Barita menjelaskan, proses penagihan denda telah rampung dan saat ini Satgas PKH memasuki tahapan pemantauan realisasi pembayaran serta penegakan hukum lanjutan. Dari 49 perusahaan sawit yang dikenakan sanksi, total kewajiban pembayaran kepada negara mencapai Rp9,42 triliun.
Namun demikian, hingga kini dana yang telah masuk ke kas negara baru sebesar Rp1,844 triliun. Dari jumlah perusahaan tersebut, sebanyak 33 perusahaan telah hadir memenuhi panggilan Satgas PKH. Sementara itu, tiga perusahaan tercatat belum memenuhi kewajibannya, yakni PT Berkat Sawit Sejati, PT Supra Matra Abadi, dan PT Tapian Nadenggan.
“Nah dari 49 PT, ada 3 korporasi yang belum hadir, belum memenuhi kewajibannya,” kata Barita.
Selain itu, delapan perusahaan sawit mengajukan permohonan perpanjangan waktu untuk melunasi denda, masing-masing PT MASDAL, PT SBP, PT SPM, PT BMU, PT PSM, PT IAM, PT MAS, dan PT MOM.

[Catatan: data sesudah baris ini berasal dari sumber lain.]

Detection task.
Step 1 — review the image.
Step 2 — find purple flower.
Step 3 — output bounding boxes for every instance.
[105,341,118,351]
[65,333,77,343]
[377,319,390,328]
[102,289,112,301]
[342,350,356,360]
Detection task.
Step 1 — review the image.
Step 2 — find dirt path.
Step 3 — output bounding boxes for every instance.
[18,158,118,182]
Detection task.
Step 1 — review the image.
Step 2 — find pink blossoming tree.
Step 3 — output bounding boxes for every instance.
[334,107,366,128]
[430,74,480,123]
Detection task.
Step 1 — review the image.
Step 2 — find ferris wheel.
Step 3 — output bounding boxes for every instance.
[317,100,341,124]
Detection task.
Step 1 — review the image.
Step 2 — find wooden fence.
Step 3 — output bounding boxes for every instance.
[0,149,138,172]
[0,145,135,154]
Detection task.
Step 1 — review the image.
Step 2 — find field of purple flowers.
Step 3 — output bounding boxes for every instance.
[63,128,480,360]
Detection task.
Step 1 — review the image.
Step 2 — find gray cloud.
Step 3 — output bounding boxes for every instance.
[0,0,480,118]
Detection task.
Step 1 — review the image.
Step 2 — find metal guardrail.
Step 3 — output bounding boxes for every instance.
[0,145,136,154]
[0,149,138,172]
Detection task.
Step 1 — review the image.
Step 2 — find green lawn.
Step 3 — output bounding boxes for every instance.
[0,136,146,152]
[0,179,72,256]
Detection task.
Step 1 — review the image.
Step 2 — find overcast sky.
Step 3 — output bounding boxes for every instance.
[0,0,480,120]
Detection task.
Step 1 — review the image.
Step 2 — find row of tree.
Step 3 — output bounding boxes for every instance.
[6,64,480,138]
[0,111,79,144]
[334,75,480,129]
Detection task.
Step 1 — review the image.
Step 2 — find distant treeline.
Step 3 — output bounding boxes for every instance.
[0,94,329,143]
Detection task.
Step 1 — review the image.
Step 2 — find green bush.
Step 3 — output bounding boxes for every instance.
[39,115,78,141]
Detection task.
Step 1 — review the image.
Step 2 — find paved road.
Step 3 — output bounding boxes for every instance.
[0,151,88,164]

Untuk sektor pertambangan, sebanyak 22 perusahaan diwajibkan membayar denda dengan total nilai mencapai Rp29,2 triliun. Hingga saat ini, pembayaran yang telah diterima baru sebesar Rp500 miliar, yang disetorkan oleh PT Tonia Mitra Sejahtera dari total kewajiban perusahaan tersebut sebesar Rp2,094 triliun. Sedangkan untuk tambang, yang sudah masuk adalah Rp500 miliar.
Selain itu, tiga perusahaan tambang lainnya, yakni PT Stargate Pasific Resources, PT Adhi Kartiko Pratama, dan PT Putra Kendari Sejahtera, menyatakan menerima sanksi dan siap melakukan pembayaran dengan total komitmen mencapai ratusan miliar rupiah.
Di sisi lain, satu perusahaan tambang, PT Weda Bay Nickel, tercatat mengajukan keberatan atas penetapan sanksi administratif yang dikenakan kepadanya.
Penagihan denda ini merujuk pada revisi Peraturan Pemerintah Nomor 24 Tahun 2021 tentang Tata Cara Pengenaan Sanksi Administratif dan Penerimaan Negara Bukan Pajak (PNBP), sebagai bagian dari langkah pemerintah dalam memulihkan kerugian negara akibat penggunaan kawasan hutan secara ilegal. (DR)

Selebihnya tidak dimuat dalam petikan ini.